As a child growing up during the Cultural Revolution, Duo Duo, born Li Shizheng, began writing poetry in 1973, when he was 18 years old.
He said he is inspired by contemporary poets instead of classical Chinese poets. His poetry is meant to break away from the classics and reinvent poetry.
“As children we had to read all classical Chinese poetry before age of 20,” he said. “These poets (contemporary poets) now want to reinvent and take a new position.”
His contemporary poetry related to the Cultural Revolution. The first time he traveled to the West, he wrote “The Rivers of Amsterdam.” This poem is about the various new places that he saw, such as Spain and England.

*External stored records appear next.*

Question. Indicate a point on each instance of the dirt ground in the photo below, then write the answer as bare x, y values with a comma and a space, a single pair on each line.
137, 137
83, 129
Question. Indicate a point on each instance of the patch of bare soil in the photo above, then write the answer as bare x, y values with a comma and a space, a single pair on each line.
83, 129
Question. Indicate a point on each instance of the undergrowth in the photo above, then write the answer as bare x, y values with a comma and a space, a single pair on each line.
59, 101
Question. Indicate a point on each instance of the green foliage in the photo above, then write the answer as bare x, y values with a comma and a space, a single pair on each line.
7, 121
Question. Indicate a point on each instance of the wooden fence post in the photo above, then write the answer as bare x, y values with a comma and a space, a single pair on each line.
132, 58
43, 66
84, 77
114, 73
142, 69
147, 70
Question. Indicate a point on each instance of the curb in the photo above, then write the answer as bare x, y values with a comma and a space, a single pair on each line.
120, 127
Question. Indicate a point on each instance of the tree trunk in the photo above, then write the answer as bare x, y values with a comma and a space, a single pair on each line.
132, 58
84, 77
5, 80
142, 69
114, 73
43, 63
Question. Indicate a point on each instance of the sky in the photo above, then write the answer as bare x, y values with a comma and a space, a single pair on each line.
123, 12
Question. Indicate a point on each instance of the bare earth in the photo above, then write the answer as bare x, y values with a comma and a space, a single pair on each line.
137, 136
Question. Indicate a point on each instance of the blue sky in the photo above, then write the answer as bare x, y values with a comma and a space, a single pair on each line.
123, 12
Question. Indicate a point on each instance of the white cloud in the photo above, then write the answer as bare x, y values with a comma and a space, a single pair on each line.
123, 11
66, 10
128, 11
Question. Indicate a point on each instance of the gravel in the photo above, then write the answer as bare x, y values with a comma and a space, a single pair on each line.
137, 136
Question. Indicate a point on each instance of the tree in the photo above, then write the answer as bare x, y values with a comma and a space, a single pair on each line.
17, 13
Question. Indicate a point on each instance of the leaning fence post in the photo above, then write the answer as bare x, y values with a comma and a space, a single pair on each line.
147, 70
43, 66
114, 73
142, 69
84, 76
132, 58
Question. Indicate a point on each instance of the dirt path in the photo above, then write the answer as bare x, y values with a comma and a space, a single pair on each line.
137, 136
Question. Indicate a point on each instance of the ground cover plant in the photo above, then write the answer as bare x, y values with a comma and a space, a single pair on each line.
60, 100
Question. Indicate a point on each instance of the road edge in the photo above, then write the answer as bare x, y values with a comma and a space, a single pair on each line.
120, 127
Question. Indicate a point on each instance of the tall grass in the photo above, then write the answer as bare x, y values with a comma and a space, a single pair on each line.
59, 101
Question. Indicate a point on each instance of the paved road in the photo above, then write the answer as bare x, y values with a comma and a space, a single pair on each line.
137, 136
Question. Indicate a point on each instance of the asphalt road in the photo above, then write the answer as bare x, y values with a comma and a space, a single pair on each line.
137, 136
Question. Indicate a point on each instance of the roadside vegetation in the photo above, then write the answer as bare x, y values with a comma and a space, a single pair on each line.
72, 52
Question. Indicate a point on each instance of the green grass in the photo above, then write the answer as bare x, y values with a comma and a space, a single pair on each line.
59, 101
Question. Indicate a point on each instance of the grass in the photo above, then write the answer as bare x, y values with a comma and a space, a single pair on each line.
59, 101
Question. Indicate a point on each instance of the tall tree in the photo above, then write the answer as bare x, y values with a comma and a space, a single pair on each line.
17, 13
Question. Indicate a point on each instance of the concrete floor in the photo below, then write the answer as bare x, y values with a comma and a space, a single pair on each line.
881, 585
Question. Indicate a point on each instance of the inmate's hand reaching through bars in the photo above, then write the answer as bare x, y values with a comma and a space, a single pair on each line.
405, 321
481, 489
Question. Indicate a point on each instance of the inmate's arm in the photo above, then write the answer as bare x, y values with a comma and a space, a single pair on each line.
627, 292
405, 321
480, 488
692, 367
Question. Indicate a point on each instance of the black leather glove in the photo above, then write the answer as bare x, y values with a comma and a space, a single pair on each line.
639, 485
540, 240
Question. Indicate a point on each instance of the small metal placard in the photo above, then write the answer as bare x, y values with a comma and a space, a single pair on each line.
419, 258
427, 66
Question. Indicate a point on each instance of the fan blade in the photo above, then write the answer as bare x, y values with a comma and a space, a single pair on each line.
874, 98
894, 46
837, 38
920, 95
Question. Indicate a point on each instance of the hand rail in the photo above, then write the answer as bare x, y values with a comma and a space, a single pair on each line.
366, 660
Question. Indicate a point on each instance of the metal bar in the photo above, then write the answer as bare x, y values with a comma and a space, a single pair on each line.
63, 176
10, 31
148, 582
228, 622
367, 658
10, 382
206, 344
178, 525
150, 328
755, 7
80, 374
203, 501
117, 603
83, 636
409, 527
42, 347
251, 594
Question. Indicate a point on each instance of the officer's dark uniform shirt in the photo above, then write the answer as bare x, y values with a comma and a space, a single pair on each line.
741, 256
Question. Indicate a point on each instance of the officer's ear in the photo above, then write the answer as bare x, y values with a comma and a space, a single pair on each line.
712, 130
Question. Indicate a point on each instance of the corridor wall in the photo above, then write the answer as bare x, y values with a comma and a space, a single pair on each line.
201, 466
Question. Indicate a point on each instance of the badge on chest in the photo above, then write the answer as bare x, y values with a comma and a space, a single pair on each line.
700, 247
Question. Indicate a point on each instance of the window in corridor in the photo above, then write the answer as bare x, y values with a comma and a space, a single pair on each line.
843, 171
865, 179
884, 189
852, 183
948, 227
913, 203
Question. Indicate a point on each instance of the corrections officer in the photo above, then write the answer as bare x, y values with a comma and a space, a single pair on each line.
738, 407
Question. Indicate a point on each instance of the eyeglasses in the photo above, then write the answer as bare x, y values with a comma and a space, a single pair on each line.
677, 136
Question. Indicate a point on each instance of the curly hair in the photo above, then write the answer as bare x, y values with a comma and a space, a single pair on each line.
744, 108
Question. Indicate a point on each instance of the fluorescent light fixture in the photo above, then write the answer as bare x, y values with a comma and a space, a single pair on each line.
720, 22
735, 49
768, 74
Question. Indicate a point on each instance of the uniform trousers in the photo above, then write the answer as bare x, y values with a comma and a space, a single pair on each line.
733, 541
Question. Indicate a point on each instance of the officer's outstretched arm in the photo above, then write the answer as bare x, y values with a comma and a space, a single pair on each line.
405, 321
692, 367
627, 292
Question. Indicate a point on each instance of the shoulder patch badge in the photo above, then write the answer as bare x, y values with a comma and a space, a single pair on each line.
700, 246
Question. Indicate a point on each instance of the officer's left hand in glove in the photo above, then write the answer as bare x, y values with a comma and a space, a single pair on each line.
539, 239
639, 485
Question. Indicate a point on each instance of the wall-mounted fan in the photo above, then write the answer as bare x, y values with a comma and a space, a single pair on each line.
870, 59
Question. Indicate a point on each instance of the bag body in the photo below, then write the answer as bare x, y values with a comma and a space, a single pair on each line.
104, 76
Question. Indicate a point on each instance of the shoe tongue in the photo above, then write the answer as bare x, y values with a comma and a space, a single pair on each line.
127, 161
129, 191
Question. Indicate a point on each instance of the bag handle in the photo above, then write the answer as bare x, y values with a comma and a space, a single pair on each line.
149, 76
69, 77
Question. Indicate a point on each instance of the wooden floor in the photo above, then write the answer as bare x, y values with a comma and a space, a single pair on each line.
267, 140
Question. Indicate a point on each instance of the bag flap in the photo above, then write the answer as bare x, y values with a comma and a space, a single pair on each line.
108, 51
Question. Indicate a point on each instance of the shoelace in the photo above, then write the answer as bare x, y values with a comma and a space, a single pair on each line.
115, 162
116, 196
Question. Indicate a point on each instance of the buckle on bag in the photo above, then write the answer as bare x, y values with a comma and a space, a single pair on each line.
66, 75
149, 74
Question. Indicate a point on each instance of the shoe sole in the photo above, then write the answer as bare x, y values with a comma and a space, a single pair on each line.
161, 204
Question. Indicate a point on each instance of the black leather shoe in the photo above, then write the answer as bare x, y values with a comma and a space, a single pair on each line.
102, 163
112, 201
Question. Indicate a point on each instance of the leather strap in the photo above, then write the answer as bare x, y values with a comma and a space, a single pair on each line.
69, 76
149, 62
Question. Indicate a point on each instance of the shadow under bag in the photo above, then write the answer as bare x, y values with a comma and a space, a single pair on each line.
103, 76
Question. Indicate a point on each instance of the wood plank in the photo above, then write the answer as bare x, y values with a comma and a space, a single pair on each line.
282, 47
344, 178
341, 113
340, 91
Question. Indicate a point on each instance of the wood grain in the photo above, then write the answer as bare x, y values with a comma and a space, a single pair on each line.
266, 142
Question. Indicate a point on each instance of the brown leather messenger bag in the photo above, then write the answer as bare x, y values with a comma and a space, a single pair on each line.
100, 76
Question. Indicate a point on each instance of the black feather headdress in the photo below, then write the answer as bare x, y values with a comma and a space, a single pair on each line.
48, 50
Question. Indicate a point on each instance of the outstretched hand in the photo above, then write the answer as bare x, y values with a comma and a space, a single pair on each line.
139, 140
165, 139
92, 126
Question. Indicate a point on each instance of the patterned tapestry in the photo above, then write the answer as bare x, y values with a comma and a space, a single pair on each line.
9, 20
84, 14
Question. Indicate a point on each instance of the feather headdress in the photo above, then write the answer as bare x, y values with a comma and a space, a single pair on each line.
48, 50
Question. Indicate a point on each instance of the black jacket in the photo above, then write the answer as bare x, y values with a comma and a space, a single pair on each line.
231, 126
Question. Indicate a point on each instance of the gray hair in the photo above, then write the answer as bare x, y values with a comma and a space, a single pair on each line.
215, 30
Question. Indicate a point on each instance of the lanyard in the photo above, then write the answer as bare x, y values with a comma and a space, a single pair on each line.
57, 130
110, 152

During an open discussion after the readings, several students wanted to know Duo Duo’s favorite poem and his favorite place to write. Duo Duo refused to answer these questions.

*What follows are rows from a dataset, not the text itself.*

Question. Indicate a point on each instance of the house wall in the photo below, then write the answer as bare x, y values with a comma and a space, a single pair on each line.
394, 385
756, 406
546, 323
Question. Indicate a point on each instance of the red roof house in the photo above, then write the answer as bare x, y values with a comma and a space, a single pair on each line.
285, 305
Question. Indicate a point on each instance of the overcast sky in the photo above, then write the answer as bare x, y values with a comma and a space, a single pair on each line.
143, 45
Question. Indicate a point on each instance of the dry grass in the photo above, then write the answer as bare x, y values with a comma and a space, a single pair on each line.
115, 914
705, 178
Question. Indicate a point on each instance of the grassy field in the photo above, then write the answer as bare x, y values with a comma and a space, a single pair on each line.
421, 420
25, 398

Duo Duo said that a poet is powerless. He has no control over his moods or desires. An inspiring moment requires discipline and training.
Yibing Huang, a poet and professor at Connecticut College and Duo Duo’s friend, travel companion and translator, met Duo Duo at a reading in the 1980s. In 1997, Ming was studying in Beijing as a University of California, Los Angeles graduate student and was formally introduced to the poet through a mutual friend. The two spent three days and nights talking.
“I liked his poetry because his portrait is so different from the others. Duo Duo is the first (of his kind) and I consider him the best,” Huang said.